Плач ребенка. Жалобный, пронзительный плач существа, которого завели в дикий лес к волкам и бросили умирать в снегу одного. Я просто видел, как он жалобно подергивает крохотными ручками и ножками в бесполезной, последней попытке согреться…
Не я один.
Все снегоходы словно по команде повернули к лесу. О парковке и прочих правилах, с которыми торжественно соглашался каждый посетитель, подписывая договор на поселение, никто и не подумал. Машины побросали как попало, заведенными. Мы очень торопились. Помочь, спасти. Эльвира и Гера остались, хотя двигатели заглушили. Гера приподнялась было, чтобы слезть со снегохода и пойти с нами. Но мать, хмурясь, начала что-то говорить ей. Еще на середине фразы Гера плюхнулась обратно на сиденье.
– Мы пока позвоним Александру, – сказала Эльвира Илье. – Если ребенок сильно обморожен, надо, наверное, связаться с МЧС…
– Да, Эльвира, правильно! – крикнул Илья, вбегая в лес.
Плач ворвался в мои мысли хрустально ясным переливом. Кровь запульсировала в висках, голову сдавило – словно захлопнулась крышка стального сундука над сознанием, отметая прочь все лишнее, глупые мысли. Ребенок. Здесь. Помочь!
Вдруг все закричали. Я тоже едва не закричал, желание спасти, найти, укутать было настолько сильно, что уже причиняло невыносимую боль. Пуховики и шапки моих спутников брызнули в разные стороны, как брызгает сок из переспевшего персика. Плач разрывал голову, как цыпленок разрывает скорлупу яйца, чтобы выбраться на свет. Пошатываясь, я последовал за Ильей – все-таки работник отеля, заблудиться здесь он не должен. Илья пробивался сквозь нетронутый снег, доходивший до середины бедра, с энергией и скоростью снегоуборочного комбайна.

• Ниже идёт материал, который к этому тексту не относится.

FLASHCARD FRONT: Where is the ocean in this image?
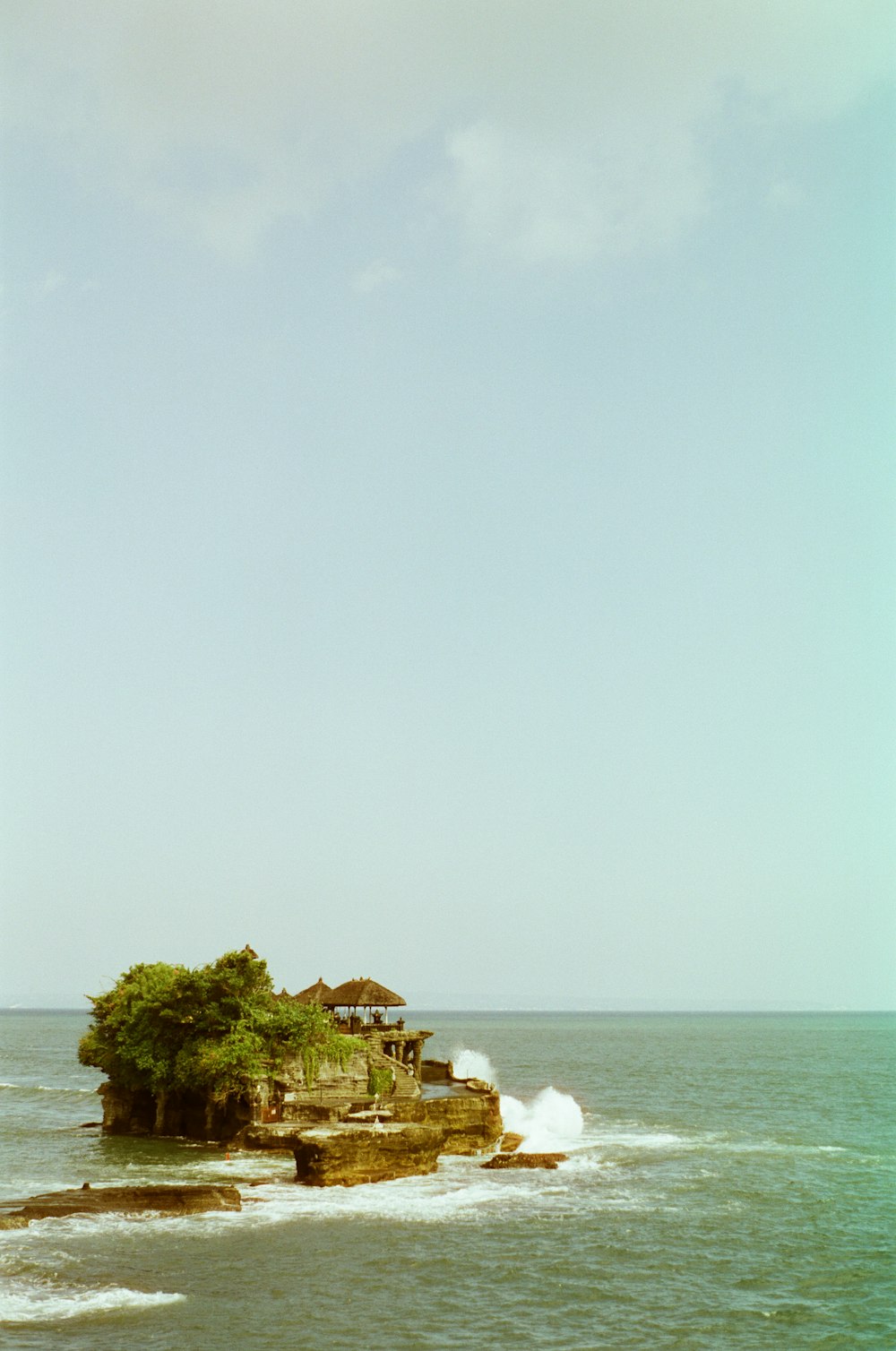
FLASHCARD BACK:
[0,1009,896,1351]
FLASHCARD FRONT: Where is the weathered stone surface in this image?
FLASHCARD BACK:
[389,1090,502,1154]
[0,1183,242,1229]
[479,1154,569,1168]
[500,1131,523,1154]
[292,1123,444,1186]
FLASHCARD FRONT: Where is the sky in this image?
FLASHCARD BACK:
[0,0,896,1009]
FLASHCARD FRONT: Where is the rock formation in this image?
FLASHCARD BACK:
[479,1154,569,1168]
[0,1183,242,1229]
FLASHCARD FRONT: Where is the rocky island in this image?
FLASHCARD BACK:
[78,947,502,1186]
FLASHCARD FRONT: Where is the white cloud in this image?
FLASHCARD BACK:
[35,269,65,300]
[3,0,891,265]
[351,258,401,296]
[766,178,806,211]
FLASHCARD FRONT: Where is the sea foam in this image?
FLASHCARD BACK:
[502,1088,584,1154]
[0,1281,185,1325]
[452,1047,497,1083]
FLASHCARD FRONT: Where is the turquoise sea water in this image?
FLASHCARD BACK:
[0,1011,896,1351]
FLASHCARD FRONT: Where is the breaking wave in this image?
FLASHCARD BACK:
[502,1088,584,1154]
[0,1281,185,1325]
[452,1047,497,1083]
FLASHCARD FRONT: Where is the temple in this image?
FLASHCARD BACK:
[99,978,502,1186]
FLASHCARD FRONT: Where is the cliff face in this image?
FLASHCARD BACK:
[292,1124,442,1186]
[235,1090,502,1186]
[93,1031,503,1186]
[389,1090,503,1154]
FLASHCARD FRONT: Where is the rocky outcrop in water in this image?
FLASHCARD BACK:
[292,1123,444,1186]
[0,1183,242,1229]
[500,1131,523,1154]
[479,1154,569,1168]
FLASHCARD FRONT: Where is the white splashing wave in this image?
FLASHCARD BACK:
[0,1281,185,1325]
[452,1047,497,1083]
[502,1088,584,1154]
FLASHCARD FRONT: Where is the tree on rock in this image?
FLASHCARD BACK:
[78,949,358,1103]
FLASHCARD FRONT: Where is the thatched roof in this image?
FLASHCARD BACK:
[324,977,407,1009]
[295,976,332,1003]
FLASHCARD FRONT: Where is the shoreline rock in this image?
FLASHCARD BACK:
[0,1183,242,1229]
[479,1154,569,1168]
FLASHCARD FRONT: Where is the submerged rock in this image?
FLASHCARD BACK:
[479,1154,569,1168]
[0,1183,242,1229]
[502,1131,523,1154]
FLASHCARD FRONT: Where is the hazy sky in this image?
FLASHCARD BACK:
[0,0,896,1008]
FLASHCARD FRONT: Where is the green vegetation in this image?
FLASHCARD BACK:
[78,950,362,1103]
[367,1064,394,1097]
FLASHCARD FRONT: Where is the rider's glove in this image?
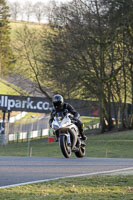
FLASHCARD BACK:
[49,121,52,128]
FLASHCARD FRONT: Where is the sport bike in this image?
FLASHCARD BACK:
[52,111,86,158]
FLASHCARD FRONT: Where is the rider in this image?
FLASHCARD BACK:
[49,94,87,140]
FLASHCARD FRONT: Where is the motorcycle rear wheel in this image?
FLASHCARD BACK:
[75,147,85,158]
[60,135,71,158]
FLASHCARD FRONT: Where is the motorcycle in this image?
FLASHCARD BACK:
[52,111,86,158]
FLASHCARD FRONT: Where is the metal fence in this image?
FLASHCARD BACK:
[1,116,49,143]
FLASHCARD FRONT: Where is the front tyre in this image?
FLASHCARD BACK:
[75,147,85,158]
[60,135,71,158]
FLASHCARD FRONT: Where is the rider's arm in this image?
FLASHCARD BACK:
[49,109,55,126]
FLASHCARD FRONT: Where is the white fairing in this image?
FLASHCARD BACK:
[52,114,79,134]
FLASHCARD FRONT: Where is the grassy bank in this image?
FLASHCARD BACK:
[0,175,133,200]
[0,131,133,158]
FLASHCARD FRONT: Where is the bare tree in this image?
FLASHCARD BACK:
[23,1,33,22]
[8,1,21,21]
[33,1,47,23]
[13,25,51,100]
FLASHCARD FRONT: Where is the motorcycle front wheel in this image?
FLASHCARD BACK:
[75,147,85,158]
[60,135,71,158]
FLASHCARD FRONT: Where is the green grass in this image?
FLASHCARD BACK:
[0,175,133,200]
[0,131,133,158]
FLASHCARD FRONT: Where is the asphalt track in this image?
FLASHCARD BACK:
[0,156,133,188]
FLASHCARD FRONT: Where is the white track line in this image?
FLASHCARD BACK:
[0,167,133,189]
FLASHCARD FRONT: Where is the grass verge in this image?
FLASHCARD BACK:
[0,130,133,158]
[0,175,133,200]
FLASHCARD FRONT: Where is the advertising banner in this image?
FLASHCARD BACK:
[0,95,51,113]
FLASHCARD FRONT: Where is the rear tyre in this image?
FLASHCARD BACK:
[75,147,85,158]
[60,135,71,158]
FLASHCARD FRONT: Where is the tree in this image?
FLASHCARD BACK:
[8,1,21,21]
[13,25,51,100]
[0,0,14,76]
[23,1,33,22]
[33,2,47,23]
[40,0,131,132]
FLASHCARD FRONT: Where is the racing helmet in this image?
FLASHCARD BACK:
[53,94,64,108]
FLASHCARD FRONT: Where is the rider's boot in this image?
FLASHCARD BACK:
[80,133,87,140]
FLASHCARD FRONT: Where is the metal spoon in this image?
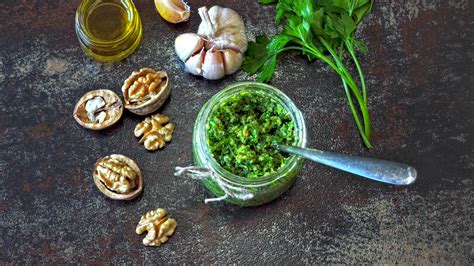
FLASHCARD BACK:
[274,144,416,185]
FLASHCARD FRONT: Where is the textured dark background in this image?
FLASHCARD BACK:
[0,0,474,264]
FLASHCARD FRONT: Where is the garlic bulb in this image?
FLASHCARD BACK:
[198,6,247,53]
[155,0,191,23]
[175,6,247,79]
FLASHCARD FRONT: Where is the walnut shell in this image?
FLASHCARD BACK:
[73,90,123,130]
[122,68,170,115]
[93,154,143,200]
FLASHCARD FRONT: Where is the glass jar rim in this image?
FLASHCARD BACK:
[195,82,306,187]
[75,0,136,46]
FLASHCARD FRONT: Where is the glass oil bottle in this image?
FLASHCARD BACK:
[75,0,142,62]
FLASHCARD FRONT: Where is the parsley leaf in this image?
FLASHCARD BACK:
[243,0,374,148]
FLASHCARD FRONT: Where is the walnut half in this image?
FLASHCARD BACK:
[134,114,175,151]
[93,154,143,200]
[122,68,170,115]
[135,208,176,246]
[73,90,123,130]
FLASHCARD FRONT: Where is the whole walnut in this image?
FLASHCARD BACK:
[134,114,175,151]
[122,67,170,115]
[93,154,143,200]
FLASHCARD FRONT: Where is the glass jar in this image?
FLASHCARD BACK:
[193,82,306,206]
[75,0,142,62]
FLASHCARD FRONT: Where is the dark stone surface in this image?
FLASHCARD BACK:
[0,0,474,264]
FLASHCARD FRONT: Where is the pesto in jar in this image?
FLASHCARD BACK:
[206,90,295,179]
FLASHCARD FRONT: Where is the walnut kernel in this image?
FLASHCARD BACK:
[135,208,176,246]
[93,154,143,200]
[73,90,123,130]
[134,114,175,151]
[122,68,170,115]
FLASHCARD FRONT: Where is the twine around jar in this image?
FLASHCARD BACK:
[174,166,254,203]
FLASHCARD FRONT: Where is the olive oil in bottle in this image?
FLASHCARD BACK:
[76,0,142,61]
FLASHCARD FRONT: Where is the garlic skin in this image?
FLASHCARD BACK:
[202,49,225,80]
[155,0,191,23]
[222,49,244,75]
[184,48,206,76]
[174,33,204,61]
[175,6,247,80]
[198,6,248,53]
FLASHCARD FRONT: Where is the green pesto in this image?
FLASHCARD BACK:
[206,90,295,179]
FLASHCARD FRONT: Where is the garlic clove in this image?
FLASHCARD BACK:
[155,0,190,23]
[174,33,204,62]
[222,49,243,75]
[202,49,225,80]
[184,48,205,76]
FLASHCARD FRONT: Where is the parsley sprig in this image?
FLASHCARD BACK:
[243,0,373,148]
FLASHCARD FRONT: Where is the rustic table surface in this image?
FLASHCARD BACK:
[0,0,474,264]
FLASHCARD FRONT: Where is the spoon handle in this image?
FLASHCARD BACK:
[276,144,417,185]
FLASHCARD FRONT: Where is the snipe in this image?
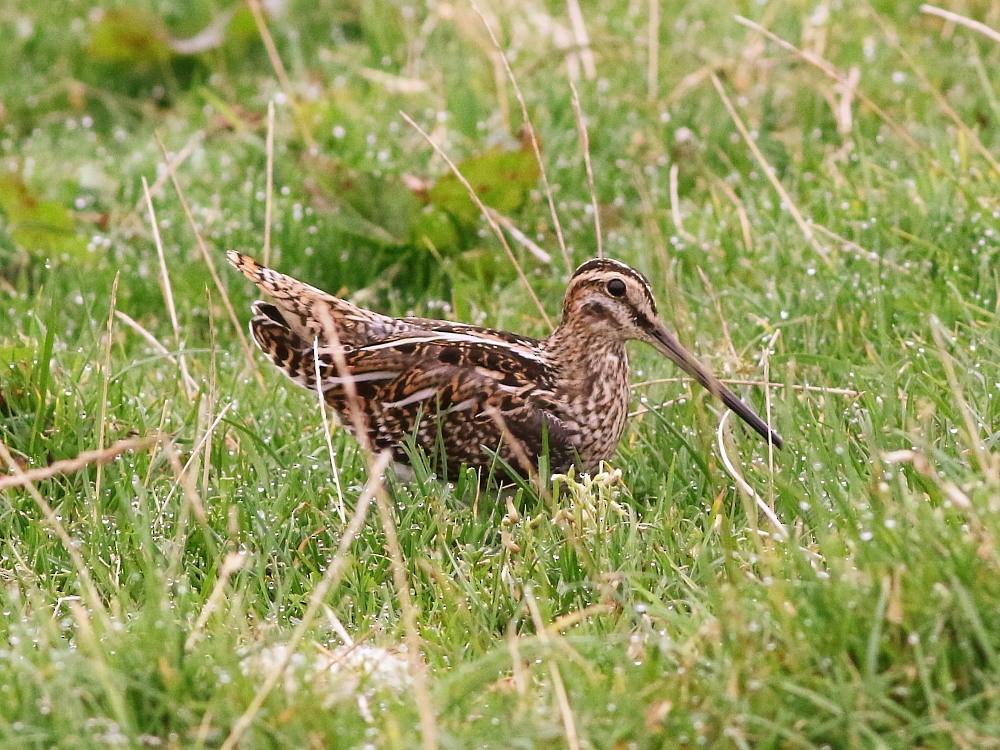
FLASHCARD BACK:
[228,251,782,476]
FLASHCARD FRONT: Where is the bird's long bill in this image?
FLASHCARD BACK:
[649,323,784,448]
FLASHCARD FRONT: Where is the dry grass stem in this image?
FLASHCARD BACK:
[375,487,438,750]
[734,15,924,153]
[263,99,274,266]
[142,177,197,401]
[716,409,789,541]
[569,81,604,258]
[115,310,198,390]
[0,442,114,624]
[184,552,248,651]
[920,4,1000,44]
[247,0,316,154]
[153,402,233,526]
[119,130,205,230]
[469,0,573,273]
[313,341,347,523]
[220,452,390,750]
[486,206,552,265]
[0,436,160,492]
[156,135,264,387]
[93,271,121,512]
[524,587,581,750]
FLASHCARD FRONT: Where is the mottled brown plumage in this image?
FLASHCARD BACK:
[229,252,782,476]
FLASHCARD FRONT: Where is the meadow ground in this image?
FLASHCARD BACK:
[0,0,1000,748]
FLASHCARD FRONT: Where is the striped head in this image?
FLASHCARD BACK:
[560,258,782,448]
[563,258,659,342]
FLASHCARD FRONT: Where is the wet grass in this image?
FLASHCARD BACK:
[0,0,1000,748]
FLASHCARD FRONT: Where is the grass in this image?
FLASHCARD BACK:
[0,0,1000,748]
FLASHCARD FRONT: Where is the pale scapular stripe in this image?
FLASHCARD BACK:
[382,387,437,409]
[358,331,542,362]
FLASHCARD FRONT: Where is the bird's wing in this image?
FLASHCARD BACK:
[254,317,576,473]
[226,250,426,347]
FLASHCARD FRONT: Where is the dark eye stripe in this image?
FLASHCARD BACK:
[608,279,626,297]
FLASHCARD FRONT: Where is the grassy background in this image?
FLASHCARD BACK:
[0,0,1000,748]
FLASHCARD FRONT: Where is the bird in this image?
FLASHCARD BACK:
[227,250,783,482]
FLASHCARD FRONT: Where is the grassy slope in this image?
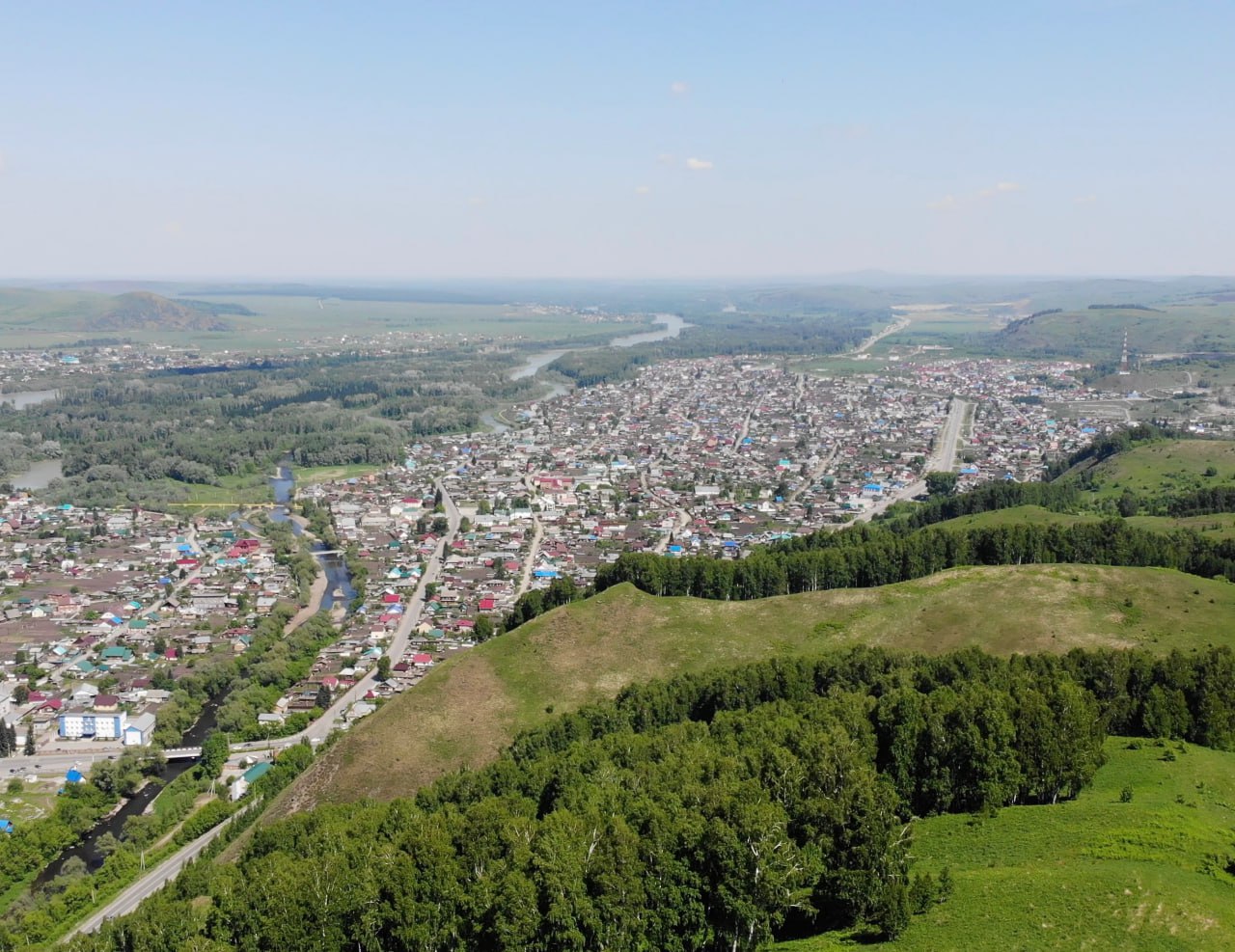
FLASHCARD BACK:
[994,304,1235,362]
[1082,440,1235,497]
[938,506,1235,538]
[275,565,1235,812]
[776,737,1235,952]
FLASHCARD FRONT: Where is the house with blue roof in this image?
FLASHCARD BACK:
[231,761,272,801]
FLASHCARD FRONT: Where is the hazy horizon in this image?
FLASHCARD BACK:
[0,0,1235,283]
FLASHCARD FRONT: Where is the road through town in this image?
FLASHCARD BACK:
[68,480,460,936]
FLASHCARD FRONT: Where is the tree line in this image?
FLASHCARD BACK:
[594,519,1235,600]
[65,648,1235,952]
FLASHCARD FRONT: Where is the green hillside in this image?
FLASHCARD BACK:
[775,737,1235,952]
[991,304,1235,363]
[0,287,241,345]
[275,565,1235,814]
[1063,440,1235,497]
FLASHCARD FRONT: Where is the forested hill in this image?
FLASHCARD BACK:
[70,649,1235,952]
[595,519,1235,600]
[81,291,245,331]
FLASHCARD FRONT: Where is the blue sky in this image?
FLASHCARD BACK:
[0,0,1235,279]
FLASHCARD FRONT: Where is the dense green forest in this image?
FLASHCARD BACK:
[71,648,1235,952]
[0,348,535,505]
[595,517,1235,599]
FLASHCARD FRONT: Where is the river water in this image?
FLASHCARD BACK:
[35,697,224,886]
[35,460,356,886]
[9,459,65,490]
[0,391,65,489]
[480,313,691,433]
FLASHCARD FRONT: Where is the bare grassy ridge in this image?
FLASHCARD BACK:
[274,565,1235,815]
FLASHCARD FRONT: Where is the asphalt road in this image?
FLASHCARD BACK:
[60,481,460,938]
[65,807,250,939]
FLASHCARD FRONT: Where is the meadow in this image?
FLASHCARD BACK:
[773,737,1235,952]
[274,565,1235,815]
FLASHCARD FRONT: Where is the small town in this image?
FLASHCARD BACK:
[0,345,1156,789]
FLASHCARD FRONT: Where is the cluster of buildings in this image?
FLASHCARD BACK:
[0,357,1136,744]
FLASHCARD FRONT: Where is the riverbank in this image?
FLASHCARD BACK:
[283,569,330,635]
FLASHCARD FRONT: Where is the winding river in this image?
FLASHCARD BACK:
[480,313,691,433]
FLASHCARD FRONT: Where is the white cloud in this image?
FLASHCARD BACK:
[978,181,1025,199]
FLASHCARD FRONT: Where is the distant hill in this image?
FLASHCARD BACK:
[274,565,1235,815]
[81,291,252,331]
[769,737,1235,952]
[991,304,1235,365]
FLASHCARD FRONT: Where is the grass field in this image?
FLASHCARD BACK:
[0,287,651,351]
[775,737,1235,952]
[274,565,1235,815]
[185,295,651,347]
[998,304,1235,362]
[1090,440,1235,497]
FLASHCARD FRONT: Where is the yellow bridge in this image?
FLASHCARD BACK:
[162,503,281,508]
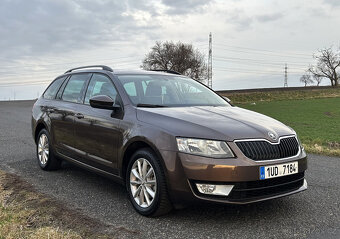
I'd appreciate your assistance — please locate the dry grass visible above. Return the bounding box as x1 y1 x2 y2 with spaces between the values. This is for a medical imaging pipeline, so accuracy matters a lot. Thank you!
221 87 340 104
0 171 135 239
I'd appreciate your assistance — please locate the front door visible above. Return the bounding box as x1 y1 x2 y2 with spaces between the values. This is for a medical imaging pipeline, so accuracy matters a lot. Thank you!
50 73 91 158
71 73 121 174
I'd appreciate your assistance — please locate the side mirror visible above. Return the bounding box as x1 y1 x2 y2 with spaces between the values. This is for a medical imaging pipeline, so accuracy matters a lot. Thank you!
90 95 119 110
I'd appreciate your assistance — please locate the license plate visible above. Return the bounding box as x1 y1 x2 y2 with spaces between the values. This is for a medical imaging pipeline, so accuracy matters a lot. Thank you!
260 162 299 180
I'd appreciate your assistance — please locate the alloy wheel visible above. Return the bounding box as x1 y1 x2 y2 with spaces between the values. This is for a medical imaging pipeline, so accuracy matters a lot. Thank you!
38 134 50 165
130 158 157 208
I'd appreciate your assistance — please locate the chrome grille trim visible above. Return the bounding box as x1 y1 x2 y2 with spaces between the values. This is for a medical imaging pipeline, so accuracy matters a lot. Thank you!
234 135 301 162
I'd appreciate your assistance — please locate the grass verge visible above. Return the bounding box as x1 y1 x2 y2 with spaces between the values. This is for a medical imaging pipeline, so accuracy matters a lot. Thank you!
238 98 340 156
221 87 340 104
0 171 135 239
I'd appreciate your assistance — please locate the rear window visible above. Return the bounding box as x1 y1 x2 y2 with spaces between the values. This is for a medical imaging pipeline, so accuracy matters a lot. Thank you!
43 76 66 99
61 74 91 103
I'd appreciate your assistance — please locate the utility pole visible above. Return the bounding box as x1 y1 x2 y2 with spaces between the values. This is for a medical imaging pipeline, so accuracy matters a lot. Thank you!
283 63 288 87
208 32 212 89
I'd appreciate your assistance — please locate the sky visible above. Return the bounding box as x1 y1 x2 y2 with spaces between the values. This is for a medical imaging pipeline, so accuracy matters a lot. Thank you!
0 0 340 100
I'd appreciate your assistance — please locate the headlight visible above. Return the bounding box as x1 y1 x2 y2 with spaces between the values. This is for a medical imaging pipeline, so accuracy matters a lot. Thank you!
176 138 234 158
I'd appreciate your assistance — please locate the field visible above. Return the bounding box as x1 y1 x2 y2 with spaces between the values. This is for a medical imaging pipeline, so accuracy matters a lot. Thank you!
0 170 112 239
220 89 340 156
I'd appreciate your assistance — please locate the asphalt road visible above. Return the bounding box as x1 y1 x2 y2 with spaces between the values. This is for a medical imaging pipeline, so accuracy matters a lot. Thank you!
0 101 340 239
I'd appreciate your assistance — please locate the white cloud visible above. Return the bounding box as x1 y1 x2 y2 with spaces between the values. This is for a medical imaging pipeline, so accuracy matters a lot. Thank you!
0 0 340 99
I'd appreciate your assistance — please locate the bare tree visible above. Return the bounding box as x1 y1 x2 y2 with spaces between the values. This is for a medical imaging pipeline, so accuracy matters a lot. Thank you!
308 48 340 87
300 74 313 86
141 41 207 82
313 75 322 86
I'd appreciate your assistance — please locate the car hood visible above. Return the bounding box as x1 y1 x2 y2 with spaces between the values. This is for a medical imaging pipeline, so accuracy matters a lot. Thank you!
137 106 295 142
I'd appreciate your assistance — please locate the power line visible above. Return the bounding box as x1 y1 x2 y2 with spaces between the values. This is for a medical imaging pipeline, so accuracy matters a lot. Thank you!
214 56 307 66
215 43 313 57
213 57 305 70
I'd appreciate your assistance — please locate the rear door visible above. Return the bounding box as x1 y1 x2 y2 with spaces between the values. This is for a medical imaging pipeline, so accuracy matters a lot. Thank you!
50 73 92 158
74 73 122 174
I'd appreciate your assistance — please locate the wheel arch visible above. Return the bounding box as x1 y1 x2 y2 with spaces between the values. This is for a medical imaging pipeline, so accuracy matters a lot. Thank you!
34 121 49 142
121 137 168 181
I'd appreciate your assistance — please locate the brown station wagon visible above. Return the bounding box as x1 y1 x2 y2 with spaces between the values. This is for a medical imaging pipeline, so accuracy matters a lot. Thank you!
32 66 307 216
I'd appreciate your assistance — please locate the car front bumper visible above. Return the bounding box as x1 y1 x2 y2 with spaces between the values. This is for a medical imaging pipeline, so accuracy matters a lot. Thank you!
161 147 307 204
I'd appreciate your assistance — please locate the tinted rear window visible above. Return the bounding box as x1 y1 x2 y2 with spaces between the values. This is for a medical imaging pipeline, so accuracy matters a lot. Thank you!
61 74 91 103
44 76 66 99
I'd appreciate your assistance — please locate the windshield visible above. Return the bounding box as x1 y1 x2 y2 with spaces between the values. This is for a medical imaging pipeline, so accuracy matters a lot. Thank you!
118 75 230 107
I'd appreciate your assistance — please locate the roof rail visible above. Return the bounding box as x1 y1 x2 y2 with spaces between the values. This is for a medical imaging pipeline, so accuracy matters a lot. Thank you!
65 65 113 74
151 70 182 75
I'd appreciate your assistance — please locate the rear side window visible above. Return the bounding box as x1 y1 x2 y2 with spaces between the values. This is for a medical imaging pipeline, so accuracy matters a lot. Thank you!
84 74 117 104
44 76 66 99
61 74 91 103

Малыш по-прежнему всхлипывал, оставаясь невидимым, и это уже начинало раздражать. По просвету впереди было ясно, что мы вот-вот выйдем на берег, на обрыв; так где же ребенок? Сидит на льду и голосит так, что его слышно в центре острова, сквозь сосновый бор? Снег набился в ботинки. Я вовсе не собирался бродить по сугробам и надел хоть и теплые, но короткие, с тонкой подошвой, в которых всегда вожу машину. Я начал замерзать.
Я остановился, чтобы вытряхнуть набившийся за окантовку ботинка снег.
Потому я и сижу сейчас здесь, у полуоплывшей за ночь свечи, и пишу вот эти строки.
Надо подбросить дров, к утру всегда холодает.
В сугробе лежал ребенок лет четырех. Ноги его уже присыпало снегом. Он был тепло одет: толстая оранжевая зимняя куртка, из-за которой он казался почти круглым, как маленький снеговичок, фиолетовый шарф и шапка с помпоном. Одна варежка, тоже фиолетовая, валялась чуть в стороне. Он, как и в моих мыслях, вяло шевелил ручками и устало, безнадежно подвывал. Его забыли и бросили умирать. Меня с новой силой охватило желание кинуться к нему, выкопать из снега, принести домой, обогреть и накормить.
Илью – тоже.
Он сделал шаг вперед, наклонился, протягивая руки.
Шарф и помпон на шапке резко дернулись ему навстречу, теряя маскировочную окраску, становясь тем, чем были, – двумя полупрозрачными жвалами. Они впились Илье в грудь. Из сугроба, взметнув снежинки, показались бледные сегменты длинного мощного тела. Оно опрокинуло Илью на спину, вдавило в снег. Из отверстия между жвалами брызнула молочно-белая жидкость. Илья не издал ни звука. Лицо его побелело, потом посинело, потом почернело. Я словно бы видел, как человек замерзает насмерть – только на ускоренной перемотке.